CONCLUSIONS: IF does not affect whole-body glucose, lipid, or protein metabolism in healthy lean men despite changes in muscle phosphorylation of GSK and mTOR. The decrease in resting energy expenditure after IF indicates the possibility of an increase in weight during IF when caloric intake is not adjusted. (1)
Re (2): as they note in the full text,
Although Halberg et al showed an increased glucose infusion rate during the hyperinsulinemic clamp in their study we were not able to discern differences in peripheral or hepatic insulin sensitivity despite equal diets and a crossover design. The lack of an effect on peripheral insulin sensitivity was strengthened by the data on phosphorylated AS160-thr642-a downstream target of AKT that is involved in the translocation of GLUT4 to the plasma membrane. Insulin-mediated phosphorylation ofAS160 was shown to be decreased in patients with type 2 diabetes and after short-term fasting, but it is uncertain whether IF selectively influences intermediary metabolism. Such selectivity might be advantageous when adapting to periods of food abundance and food shortage.
Certainly, none of the other human intermittent fasting studies have suggested improved glucose metabolism or insulin sensitivity.
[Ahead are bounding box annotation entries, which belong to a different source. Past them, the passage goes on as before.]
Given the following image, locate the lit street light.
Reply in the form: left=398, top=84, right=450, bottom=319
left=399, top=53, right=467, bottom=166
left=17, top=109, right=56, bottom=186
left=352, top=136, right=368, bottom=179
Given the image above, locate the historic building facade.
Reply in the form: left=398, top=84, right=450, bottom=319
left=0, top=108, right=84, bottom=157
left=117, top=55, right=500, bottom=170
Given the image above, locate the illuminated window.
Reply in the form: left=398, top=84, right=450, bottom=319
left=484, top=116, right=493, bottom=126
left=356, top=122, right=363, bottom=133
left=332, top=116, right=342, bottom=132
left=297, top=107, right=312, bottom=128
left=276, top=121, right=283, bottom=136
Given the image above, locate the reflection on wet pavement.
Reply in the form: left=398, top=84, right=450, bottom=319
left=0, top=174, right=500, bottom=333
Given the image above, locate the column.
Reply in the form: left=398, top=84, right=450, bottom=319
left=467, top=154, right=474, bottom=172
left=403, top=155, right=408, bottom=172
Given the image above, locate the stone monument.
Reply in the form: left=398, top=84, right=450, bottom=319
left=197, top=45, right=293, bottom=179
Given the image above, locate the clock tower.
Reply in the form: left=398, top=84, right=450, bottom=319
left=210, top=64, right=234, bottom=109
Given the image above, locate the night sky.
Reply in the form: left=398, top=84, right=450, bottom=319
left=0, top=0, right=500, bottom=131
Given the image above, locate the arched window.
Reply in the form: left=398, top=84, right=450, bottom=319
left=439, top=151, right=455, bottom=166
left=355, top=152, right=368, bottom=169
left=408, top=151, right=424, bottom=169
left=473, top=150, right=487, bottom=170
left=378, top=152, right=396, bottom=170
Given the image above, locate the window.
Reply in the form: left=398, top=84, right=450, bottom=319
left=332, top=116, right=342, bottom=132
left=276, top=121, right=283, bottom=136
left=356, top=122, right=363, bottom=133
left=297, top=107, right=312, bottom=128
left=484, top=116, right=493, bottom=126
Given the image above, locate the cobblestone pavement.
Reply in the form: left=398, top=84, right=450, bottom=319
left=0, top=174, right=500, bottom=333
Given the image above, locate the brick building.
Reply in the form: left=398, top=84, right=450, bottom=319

Re the more interesting effect on mTOR:
pmTOR-ser2448 [the residue whose activating phosphorylation rapamycin blocks -MR] was not different between the IF and SD groups in the basal state but was significantly lower during the clamp after IF ... [We found no differences in the total muscle content of AKT, GSK-3, or mTOR … Because we did not assess protein synthesis rates, we cannot support that the lower mTOR phosphorylation in the basal state after IF than after the SD reflects lower protein synthesis, as shown earlier for short-term fasting (14). LBM was not affected, although the duration of our study may have been insufficient to observe measurable effects on muscle mass
This would be more promising ... but again, the rodent data is pretty clear that whatever the narrow metabolic benefits of EOD/ADF/IF may be, it doesn't retard aging except when it's associated with an actual reduction in Caloric intake.
See the full text here.
-Michael
1. Intermittent fasting does not affect whole-body glucose, lipid, or protein metabolism.
Soeters MR, Lammers NM, Dubbelhuis PF, Ackermans MT, Jonkers-Schuitema CF, Fliers E, Sauerwein HP, Aerts JM, Serlie MJ.
Am J Clin Nutr. 2009 Sep 23. [Epub ahead of print]
PMID: 19776143
2. Halberg N, Henriksen M, Söderhamn N, Stallknecht B, Ploug T, Schjerling P, Dela F.
Effect of intermittent fasting and refeeding on insulin action in healthy men.
J Appl Physiol. 2005 Dec;99(6):2128-36. Epub 2005 Jul 28.
PubMed PMID: 16051710.
3. Anson RM, Guo Z, de Cabo R, Iyun T, Rios M, Hagepanos A, Ingram DK, Lane MA, Mattson MP. Intermittent fasting dissociates beneficial effects of dietary restriction on glucose metabolism and neuronal resistance to injury from calorie intake. Proc Natl Acad Sci U S A. 2003 May 13;100(10):6216-20. Epub 2003 Apr 30. PubMed PMID: 12724520; PubMed Central PMCID: PMC156352.
Edited by Michael, 28 September 2009 - 04:19 PM.